Their homescreens have been redesigned for 2013, and if you don't get on with Panasonic's default layout you can choose your own, putting your preferred sources front and centre.

The ST60 is a Freeview-only device, but the VT65 has dual tuners for both Freeview and Freesat, which is a boon here as it means you can flick through the EPG with live feeds from two different channels on the screen at once. This allows you to continue watching one programme while checking whether another has started on the other side. You can also plug in a hard drive and record from one tuner while watching the other, effectively saving yourself the expense of a separate PVR.
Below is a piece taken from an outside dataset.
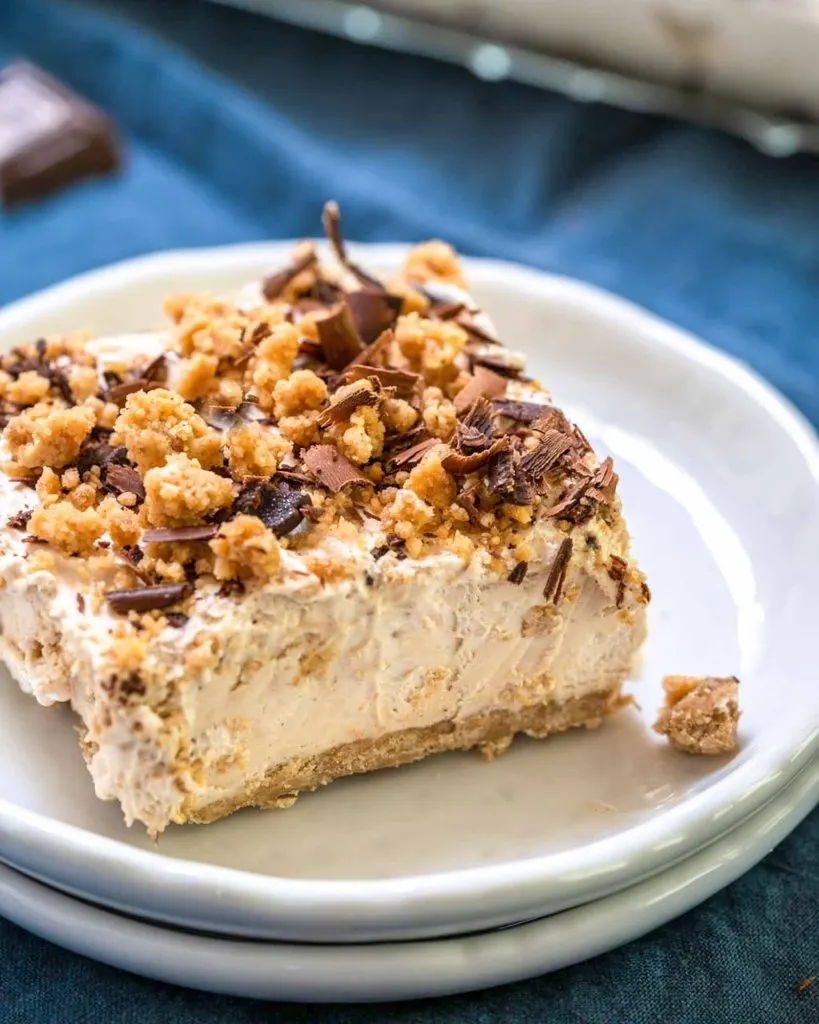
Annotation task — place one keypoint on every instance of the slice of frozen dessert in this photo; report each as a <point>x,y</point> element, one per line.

Aside from the traditional digital tuners, both have Netflix, YouTube and iPlayer built in, and you can download other apps from the Net, but they're still missing 4oD, ITV Player and Demand 5. If these are important to you, and you don't want to resort to hooking up a third-party box from the likes of Roku, check out rival sets from Samsung, like its PS51F8500, which do include these services.

Panasonic confirmed to CNET that it's continuing its research and development on plasma display technology, but there's no denying that even in the short term OLED represents the future for high-end TVs.

We reported in June last year that Panasonic was teaming up with Sony to produce OLED TVs in much the same way that it partnered with Olympus to work on its high-end cameras, so we expect to see more OLED products coming off the production line over the next 12 months.

Samsung and LG have both announced 55-inch curved OLED TVs, although with anticipated sale prices of around £10,000 apiece they'll be within the reach of only the deepest pockets.

Those prices will come down over time, at which point the technology's primary benefits, which include better performance in bright rooms, as well as thinner, lighter devices, will be open to a far wider audience.

In the meantime, there's no reason why you should be put off buying either of these champion plasma devices. In every respect they fulfil our criteria for defining their own particular sector over the last 12 months, and going ahead they're sure to give you years of faithful service.